- Awarded for: Contribution to literature in Bulgaria
- Presented by: Municipal Council of Pirdop
- Status: Currently awarded
- Established: 2007
- Total: 10

= Todor Vlaykov National Literary Prize =

The Todor Vlaykov National Literary Prize is a Bulgarian literary award that was established by a decision of the Pirdop Municipal Council in 2007.

It is named after famed Bulgarian literary figure Todor Vlaykov.

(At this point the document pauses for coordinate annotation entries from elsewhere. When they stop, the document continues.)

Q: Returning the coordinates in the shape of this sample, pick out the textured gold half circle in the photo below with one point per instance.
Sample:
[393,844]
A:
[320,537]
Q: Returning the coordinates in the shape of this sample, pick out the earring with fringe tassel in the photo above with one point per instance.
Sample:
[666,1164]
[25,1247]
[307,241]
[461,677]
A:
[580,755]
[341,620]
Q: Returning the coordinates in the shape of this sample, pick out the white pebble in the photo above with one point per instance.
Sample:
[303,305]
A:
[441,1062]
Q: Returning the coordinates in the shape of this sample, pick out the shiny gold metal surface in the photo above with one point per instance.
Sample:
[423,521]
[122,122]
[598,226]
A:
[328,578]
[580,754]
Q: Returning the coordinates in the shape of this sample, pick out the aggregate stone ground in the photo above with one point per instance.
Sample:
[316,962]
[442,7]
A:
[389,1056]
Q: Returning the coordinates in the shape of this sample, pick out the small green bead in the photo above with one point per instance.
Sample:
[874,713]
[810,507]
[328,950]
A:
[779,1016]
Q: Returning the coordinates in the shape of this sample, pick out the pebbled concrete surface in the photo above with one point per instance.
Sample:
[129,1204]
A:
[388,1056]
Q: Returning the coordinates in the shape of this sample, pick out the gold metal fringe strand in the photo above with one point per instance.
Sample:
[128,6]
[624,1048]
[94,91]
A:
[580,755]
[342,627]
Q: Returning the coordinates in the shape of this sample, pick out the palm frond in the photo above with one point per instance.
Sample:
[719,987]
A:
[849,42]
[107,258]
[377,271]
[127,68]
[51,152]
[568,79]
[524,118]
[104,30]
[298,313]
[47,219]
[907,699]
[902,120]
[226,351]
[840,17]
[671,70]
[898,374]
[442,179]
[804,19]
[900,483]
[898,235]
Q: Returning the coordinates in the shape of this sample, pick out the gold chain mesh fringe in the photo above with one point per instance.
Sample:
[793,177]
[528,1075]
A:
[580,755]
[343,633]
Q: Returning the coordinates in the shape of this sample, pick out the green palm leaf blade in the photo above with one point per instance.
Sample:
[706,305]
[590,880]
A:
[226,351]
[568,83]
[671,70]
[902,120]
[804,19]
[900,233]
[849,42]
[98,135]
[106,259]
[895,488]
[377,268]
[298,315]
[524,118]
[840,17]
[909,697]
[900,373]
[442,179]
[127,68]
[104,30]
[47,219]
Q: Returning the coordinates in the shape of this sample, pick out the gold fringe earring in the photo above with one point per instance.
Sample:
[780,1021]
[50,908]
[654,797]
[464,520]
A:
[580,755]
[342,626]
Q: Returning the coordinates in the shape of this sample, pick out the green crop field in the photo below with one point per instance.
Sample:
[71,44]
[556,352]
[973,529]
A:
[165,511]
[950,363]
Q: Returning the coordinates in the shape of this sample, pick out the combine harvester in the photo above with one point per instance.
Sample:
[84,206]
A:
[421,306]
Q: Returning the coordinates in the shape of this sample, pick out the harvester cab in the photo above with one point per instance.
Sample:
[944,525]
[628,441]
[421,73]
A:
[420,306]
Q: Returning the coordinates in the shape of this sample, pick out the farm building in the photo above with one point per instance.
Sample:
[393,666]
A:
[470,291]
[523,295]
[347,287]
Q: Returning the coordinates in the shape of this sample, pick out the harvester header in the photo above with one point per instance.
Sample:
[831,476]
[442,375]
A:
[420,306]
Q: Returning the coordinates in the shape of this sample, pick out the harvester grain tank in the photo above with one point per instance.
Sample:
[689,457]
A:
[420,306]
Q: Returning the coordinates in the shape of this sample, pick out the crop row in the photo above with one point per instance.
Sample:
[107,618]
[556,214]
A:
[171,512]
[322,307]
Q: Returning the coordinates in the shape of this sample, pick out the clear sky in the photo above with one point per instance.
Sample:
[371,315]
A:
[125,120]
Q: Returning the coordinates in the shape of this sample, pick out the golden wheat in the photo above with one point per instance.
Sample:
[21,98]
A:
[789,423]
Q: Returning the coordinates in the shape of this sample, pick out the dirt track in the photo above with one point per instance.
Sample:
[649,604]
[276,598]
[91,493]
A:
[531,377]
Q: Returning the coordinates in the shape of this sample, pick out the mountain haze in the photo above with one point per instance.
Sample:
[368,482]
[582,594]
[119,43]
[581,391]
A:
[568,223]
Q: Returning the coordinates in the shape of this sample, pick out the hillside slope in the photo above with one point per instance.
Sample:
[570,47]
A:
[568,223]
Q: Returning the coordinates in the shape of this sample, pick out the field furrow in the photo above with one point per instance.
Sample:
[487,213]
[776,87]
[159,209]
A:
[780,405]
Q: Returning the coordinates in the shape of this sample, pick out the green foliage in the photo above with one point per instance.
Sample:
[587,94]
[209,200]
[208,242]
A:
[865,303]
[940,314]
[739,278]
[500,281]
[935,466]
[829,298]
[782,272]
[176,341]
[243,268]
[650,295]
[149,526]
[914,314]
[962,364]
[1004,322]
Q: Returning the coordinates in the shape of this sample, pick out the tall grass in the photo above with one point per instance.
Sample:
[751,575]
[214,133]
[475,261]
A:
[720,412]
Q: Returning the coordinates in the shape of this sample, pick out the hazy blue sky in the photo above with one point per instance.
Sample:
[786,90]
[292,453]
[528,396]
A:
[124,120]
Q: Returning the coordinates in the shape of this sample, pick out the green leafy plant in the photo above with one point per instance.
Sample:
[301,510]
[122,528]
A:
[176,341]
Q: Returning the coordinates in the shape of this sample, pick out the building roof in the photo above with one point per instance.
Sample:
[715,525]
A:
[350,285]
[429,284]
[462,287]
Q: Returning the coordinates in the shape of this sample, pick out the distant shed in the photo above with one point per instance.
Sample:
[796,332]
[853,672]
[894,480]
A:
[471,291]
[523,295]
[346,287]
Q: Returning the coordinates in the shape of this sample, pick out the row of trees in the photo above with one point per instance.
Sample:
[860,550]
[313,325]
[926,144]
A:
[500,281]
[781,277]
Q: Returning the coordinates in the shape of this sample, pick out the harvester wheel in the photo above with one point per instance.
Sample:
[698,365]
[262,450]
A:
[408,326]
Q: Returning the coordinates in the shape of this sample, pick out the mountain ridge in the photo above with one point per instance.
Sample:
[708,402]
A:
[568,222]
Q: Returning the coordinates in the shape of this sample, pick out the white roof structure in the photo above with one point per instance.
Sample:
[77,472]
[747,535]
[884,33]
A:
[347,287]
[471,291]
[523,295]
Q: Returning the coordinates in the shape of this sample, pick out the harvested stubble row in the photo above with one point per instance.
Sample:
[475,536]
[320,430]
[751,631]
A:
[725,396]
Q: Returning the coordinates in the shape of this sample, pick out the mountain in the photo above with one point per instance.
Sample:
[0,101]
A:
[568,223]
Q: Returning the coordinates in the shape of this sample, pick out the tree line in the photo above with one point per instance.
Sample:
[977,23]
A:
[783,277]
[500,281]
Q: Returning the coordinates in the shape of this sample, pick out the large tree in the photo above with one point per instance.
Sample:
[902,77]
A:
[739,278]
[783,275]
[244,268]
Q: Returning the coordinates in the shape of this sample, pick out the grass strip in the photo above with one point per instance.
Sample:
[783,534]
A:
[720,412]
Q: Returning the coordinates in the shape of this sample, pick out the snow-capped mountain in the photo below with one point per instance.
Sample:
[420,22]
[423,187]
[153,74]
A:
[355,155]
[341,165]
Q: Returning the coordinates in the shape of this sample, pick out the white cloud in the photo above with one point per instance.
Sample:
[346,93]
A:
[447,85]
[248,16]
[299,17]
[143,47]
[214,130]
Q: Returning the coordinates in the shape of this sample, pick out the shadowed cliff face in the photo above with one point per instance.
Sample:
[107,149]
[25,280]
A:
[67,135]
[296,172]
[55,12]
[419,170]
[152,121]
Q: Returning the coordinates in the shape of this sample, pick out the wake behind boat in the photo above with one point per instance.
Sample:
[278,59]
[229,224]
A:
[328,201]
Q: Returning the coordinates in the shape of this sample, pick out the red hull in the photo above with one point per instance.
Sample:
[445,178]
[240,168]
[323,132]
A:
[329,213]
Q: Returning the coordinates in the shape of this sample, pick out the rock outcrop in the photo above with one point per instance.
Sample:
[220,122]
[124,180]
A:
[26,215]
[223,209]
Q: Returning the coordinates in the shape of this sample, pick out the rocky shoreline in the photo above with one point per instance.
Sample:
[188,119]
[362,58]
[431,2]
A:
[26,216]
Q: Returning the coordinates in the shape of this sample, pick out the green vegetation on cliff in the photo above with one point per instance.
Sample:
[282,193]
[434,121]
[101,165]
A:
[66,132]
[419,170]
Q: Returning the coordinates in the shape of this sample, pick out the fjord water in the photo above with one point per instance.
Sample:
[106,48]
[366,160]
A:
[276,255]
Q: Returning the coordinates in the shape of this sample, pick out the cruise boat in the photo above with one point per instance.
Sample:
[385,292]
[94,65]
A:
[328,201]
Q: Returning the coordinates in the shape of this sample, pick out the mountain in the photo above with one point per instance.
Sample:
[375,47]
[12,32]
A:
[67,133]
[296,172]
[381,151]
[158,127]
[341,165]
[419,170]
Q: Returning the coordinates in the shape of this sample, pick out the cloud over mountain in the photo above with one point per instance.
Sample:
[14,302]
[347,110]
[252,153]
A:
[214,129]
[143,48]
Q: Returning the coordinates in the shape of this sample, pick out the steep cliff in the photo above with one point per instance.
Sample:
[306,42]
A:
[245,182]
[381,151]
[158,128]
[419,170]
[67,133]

The award is presented every two years (according to the statute) during 'Vlaykov Day' in Pirdop, usually held around May 24. It consists of a statuette depicting the full-length figure of Todor Vlaykov (the designer of the sculpture is Ivan Lyubenov), as well as a cash prize of BGN 1,000.

== Recipients ==
- 2007 - Kancho Kozhuharov for the short story "The Relic"
- 2008 - Mihail Nedelchev for overall contribution to the study of the work and social and political activities of Todor Vlaykov, for the continuation of the traditions of radical democracy in Bulgaria, as well as for the restoration of the magazine "Democratic Review".
- 2010 - Georgi Danailov - for overall creativity
- 2012 - Alexander Hristov for the story "Africa", Olya Stoyanova for the story "Two loaves and a box of cigarettes", Ivan Dimitrov for the novel Promise of Summer and Dimitrinka Nenova for the work "When the heart speaks".